George Smith offers the entertaining suggestion that there is a conspiracy to undermine ID cards (Letters, January 21). It is certainly true that many civil servants privately express deep reservations about the national ID scheme. Many at the sharp end of government IT systems are supporters of NO2ID. However, there is a more mundane explanation for the recent spate of reported data losses; and it does not require any fanciful conspiracy theories.
Years of woeful scrutiny by parliament have resulted in a government that seeks primarily to serve itself. Bureaucratic convenience is first and foremost in the minds of ministers who are incapable of recognising the difference between the public interest and bureaucratic self-interest.
Data protection has never been taken seriously by Whitehall. The UK Government chose to exempt itself from the Data Protection Act rather than burden itself with the duty of care that is owed to citizens.
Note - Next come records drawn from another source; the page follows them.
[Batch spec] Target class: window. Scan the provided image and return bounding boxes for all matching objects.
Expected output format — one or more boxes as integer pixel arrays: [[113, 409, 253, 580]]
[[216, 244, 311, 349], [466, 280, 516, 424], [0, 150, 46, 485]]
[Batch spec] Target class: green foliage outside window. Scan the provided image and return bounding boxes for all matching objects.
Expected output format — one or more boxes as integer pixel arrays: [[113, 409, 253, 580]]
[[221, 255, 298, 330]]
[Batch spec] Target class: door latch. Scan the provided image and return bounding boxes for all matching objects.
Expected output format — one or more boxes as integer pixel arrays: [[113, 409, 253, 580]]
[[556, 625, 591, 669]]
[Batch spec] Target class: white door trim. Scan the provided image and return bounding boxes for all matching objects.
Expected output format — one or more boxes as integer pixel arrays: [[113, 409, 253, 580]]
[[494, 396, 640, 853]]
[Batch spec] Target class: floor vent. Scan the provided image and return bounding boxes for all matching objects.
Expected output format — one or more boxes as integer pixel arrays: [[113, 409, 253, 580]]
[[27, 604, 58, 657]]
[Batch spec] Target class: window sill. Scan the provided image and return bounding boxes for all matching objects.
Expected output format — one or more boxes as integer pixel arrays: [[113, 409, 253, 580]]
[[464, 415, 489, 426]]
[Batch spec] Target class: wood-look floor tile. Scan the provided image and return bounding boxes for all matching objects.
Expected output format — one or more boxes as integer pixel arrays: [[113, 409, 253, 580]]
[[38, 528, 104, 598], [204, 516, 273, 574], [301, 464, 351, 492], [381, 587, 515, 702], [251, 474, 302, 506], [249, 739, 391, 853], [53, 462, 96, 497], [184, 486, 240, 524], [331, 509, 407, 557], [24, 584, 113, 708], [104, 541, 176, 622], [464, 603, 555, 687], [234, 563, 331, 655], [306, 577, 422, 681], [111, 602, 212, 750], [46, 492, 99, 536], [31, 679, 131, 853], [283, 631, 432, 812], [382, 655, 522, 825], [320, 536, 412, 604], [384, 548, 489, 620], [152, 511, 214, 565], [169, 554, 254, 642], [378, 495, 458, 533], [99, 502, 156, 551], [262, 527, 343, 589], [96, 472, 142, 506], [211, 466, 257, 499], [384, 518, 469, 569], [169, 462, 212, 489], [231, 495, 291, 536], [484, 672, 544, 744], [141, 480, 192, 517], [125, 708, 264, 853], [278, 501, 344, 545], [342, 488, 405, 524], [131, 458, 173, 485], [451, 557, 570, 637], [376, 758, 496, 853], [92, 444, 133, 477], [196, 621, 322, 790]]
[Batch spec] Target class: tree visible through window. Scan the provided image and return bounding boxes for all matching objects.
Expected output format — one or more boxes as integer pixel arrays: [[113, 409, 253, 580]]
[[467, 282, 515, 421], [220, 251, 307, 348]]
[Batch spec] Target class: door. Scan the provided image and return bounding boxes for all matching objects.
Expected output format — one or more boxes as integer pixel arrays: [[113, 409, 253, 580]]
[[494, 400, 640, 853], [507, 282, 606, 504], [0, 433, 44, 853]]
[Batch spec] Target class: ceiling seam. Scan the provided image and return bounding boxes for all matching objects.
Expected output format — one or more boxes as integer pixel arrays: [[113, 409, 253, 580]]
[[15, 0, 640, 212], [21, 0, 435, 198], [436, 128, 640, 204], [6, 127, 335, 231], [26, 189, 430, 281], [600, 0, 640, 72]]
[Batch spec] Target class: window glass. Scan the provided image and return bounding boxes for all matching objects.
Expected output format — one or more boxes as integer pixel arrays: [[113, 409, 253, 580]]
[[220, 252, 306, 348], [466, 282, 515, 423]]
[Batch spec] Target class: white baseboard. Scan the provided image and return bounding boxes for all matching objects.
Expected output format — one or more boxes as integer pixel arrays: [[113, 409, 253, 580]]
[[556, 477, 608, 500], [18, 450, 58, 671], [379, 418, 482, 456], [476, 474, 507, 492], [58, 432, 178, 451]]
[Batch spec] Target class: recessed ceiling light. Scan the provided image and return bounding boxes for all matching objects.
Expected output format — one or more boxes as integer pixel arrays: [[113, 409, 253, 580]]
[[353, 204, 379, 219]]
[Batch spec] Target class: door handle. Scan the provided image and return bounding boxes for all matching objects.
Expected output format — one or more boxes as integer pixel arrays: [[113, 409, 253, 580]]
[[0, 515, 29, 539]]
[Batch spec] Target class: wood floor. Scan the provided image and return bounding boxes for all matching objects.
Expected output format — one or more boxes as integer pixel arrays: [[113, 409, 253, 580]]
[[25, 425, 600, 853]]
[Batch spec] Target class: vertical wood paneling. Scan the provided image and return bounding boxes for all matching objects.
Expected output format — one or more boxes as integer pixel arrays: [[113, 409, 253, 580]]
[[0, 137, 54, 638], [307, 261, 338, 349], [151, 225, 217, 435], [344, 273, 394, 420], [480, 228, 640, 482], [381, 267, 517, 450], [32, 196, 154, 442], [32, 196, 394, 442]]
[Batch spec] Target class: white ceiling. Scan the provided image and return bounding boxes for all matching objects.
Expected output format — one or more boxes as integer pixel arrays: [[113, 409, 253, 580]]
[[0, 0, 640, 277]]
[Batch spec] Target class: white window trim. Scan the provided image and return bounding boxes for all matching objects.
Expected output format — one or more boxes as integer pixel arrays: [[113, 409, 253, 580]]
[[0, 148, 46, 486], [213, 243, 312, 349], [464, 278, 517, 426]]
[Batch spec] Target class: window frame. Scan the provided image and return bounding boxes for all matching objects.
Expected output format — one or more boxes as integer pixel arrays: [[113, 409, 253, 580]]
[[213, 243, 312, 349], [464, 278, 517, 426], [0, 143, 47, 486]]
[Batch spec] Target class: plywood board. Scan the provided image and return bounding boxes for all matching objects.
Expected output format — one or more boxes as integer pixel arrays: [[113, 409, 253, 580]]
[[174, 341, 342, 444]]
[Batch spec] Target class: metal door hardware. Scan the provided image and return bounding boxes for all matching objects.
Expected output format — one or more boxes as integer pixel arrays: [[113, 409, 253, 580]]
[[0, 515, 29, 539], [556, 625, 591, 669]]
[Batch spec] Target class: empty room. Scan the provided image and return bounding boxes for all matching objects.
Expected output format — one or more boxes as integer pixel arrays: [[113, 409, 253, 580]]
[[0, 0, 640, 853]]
As Christine Grahame, the SNP MSP, has just discovered, DVLA has been profiting handsomely from the sale of driver details: more than five million driver records have been sold to private companies since 2002.
At the heart of government policy is the Transformational Government agenda, the deliberate aim of which is vastly to increase data-sharing while stripping away the minimal protections that currently exist. It is an agenda that serves bureaucrats rather than the needs of citizens.
Ministers talk of protecting our identities, but like all protection rackets, the national ID scheme is designed to benefit the racketeers, not the public.
Geraint Bevan, NO2ID Scotland, 3e Grovepark Gardens, Glasgow.